For the full benchmark data, see /check/devstral-small-24b/rtx-5090.
Troubleshooting
Output is garbled, degraded, or the model won't load correctly
This is the PR #17945 trap. The 2512 release has no first-party GGUF; the community GGUFs need llama.cpp changes from PR ggml-org/llama.cpp#17945 (the Mistral 3 attention-factor fix, merged 2025-12-12) to run correctly. If you built or downloaded llama.cpp before that merge — or you're on an Ollama/LM Studio whose bundled engine predates it — pull/update to a build that includes it. Confirm your llama.cpp checkout is newer than 2025-12-12 (git log on master), or use a prebuilt release published after that date. On Blackwell (sm_120) also confirm you built against CUDA 12.8+; an older toolkit can fail to compile the sm_120 kernels.

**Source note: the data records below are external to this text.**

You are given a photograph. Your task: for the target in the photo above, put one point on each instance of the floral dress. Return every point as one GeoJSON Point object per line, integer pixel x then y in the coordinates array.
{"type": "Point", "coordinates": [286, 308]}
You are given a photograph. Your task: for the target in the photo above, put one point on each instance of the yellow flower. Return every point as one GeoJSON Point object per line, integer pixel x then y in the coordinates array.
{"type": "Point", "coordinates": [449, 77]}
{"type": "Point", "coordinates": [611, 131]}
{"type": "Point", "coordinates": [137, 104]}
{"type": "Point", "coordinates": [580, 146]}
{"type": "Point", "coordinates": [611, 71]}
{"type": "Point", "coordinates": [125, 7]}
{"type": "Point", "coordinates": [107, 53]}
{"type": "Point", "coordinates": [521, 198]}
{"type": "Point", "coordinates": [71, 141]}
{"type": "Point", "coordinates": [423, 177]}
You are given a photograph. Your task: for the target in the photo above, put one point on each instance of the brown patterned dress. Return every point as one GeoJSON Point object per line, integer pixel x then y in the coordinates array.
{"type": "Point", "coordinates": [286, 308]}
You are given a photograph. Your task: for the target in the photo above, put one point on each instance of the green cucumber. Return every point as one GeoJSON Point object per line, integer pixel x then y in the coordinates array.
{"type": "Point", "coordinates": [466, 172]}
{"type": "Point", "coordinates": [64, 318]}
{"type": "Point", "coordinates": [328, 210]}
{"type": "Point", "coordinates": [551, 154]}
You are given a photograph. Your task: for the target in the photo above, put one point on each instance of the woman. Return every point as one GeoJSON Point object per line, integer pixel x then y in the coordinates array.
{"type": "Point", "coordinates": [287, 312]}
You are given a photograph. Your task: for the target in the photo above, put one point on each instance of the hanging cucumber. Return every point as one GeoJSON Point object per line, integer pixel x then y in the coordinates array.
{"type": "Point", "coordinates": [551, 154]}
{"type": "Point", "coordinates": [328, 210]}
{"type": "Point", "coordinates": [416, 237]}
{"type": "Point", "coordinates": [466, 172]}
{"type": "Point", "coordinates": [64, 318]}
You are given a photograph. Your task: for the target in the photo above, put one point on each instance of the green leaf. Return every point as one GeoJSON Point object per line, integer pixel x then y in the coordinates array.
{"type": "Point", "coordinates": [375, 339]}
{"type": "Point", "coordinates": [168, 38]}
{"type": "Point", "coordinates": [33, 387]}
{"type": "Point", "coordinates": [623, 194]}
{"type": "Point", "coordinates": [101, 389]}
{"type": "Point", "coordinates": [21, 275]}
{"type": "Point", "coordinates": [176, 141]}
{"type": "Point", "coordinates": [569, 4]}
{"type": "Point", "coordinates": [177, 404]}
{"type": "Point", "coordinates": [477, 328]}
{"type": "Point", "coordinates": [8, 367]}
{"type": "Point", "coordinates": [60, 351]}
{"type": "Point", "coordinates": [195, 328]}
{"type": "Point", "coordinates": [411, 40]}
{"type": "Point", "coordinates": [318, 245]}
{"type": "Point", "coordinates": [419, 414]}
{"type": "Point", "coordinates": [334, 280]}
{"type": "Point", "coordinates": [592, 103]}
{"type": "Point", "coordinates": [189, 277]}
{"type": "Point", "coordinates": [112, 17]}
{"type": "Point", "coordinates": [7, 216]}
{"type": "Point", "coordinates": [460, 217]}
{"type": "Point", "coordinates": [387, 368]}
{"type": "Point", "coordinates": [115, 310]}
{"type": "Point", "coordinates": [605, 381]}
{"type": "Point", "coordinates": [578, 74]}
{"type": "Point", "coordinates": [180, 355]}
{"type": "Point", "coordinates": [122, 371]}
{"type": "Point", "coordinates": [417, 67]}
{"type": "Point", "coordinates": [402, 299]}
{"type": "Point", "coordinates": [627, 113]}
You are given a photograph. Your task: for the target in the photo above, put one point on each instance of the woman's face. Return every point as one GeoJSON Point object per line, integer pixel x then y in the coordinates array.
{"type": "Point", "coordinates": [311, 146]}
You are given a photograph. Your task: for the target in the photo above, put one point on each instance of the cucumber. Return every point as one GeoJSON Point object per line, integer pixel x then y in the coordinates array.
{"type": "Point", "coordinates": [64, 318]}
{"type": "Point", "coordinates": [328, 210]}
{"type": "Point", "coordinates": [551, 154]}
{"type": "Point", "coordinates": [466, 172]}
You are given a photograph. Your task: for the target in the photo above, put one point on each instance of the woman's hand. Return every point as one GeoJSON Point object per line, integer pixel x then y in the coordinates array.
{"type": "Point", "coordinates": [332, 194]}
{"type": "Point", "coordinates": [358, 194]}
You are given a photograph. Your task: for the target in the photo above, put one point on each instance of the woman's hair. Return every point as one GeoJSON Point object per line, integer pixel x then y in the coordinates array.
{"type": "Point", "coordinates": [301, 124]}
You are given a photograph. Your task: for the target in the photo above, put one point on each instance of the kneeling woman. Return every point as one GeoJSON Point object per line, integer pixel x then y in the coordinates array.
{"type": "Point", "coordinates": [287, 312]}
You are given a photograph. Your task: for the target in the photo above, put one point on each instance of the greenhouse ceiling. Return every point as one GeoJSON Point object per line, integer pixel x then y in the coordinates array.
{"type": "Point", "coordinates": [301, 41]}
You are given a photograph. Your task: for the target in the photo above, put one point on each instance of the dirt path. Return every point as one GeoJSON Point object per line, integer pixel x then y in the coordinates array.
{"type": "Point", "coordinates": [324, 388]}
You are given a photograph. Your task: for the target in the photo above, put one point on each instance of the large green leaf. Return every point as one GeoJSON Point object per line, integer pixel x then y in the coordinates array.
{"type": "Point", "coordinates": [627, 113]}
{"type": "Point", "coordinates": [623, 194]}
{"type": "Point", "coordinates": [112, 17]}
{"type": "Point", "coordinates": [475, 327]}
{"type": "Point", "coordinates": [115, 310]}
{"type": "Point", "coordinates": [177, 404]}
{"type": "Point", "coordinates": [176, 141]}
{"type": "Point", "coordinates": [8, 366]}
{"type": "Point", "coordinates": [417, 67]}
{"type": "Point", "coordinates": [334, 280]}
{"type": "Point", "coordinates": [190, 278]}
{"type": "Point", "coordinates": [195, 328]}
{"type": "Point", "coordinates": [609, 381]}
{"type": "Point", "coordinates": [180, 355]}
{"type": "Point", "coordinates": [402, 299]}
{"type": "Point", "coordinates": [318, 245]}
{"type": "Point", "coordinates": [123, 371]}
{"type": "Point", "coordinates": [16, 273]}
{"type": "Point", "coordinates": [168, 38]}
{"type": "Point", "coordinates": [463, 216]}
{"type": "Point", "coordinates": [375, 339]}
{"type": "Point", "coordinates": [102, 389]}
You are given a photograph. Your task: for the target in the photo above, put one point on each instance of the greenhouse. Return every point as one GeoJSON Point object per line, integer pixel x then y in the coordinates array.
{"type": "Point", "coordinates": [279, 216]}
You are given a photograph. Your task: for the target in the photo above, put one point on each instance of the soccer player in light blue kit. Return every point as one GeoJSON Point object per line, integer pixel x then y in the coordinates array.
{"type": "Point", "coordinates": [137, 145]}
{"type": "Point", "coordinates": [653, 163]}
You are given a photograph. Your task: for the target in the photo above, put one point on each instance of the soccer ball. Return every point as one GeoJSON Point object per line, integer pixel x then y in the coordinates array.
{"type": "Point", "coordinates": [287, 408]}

Tool calls come back as raw text / the agent can't call tools
Devstral uses Mistral's own tokenizer and tool-call format — the Mistral Common tokenizer (tekken.json), which needs mistral-common >= 1.8.6 on the Python serving paths, not the generic ChatML/HF path. On the vLLM path this means passing --tool-call-parser mistral --enable-auto-tool-choice (as in the vendor example above). On the llama.cpp path, pass --jinja so the GGUF's built-in chat template is applied — a correctly-templated server surfaces tool calls as OpenAI-style tool_calls. If your client shows raw tool-call text, the template/parser isn't being applied.
Out of memory when raising the context
Q8_0 weights (25.06GB) leave ~7GB for the KV cache on 32GB; a very long window can still exhaust it. If you OOM after raising -c, either lower the context length or quantize the KV cache with -fa on -ctk q8_0 -ctv q8_0 (see Running) to reach toward the vendor's 256K window. Stepping down from Q8_0 to Q6_K frees ~5GB more for context (at a small fidelity cost). Devstral is a coding agent — a long agent session with a large repo in context grows the KV cache mid-task, so size for the peak, not idle.

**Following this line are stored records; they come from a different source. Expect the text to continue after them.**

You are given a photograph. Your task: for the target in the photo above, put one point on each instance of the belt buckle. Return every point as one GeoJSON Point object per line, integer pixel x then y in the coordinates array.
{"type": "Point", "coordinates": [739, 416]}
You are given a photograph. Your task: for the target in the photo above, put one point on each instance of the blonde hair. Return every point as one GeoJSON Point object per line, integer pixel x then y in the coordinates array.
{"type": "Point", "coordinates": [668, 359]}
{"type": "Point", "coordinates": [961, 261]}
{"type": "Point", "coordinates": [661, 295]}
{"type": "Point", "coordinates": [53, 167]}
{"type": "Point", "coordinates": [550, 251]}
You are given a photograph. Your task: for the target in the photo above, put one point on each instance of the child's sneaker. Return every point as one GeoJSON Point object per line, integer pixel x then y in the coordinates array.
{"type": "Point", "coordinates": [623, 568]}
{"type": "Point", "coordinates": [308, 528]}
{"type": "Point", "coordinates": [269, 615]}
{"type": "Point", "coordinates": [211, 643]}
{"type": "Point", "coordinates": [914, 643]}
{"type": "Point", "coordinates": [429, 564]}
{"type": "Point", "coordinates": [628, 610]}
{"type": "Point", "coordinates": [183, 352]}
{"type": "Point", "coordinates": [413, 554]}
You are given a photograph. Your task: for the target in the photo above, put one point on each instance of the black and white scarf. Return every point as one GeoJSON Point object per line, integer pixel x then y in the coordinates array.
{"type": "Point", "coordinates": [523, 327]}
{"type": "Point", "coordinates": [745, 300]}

torch / CUDA not needed — this is llama.cpp
Serving Devstral via llama.cpp or Ollama does not require PyTorch, flash-attn wheels, or a Python ML stack — those belong to the vLLM/SGLang paths on the card, which target large-VRAM or multi-GPU rigs (the vendor's vllm serve example uses --tensor-parallel-size 2). On a single RTX 5090 the GGUF + llama.cpp path is the right one; if you hit a CUDA error, confirm you installed the CUDA-enabled llama.cpp build (Option A, CUDA 12.8+ for Blackwell) rather than a CPU-only binary.
Model or GPU 404 on /check
Devstral Small 2 (24B) is a new addition; if the /check/devstral-small-24b/rtx-5090 link 404s, the catalogue row is still being registered. The recipe's install and run steps are independent of the benchmark endpoint.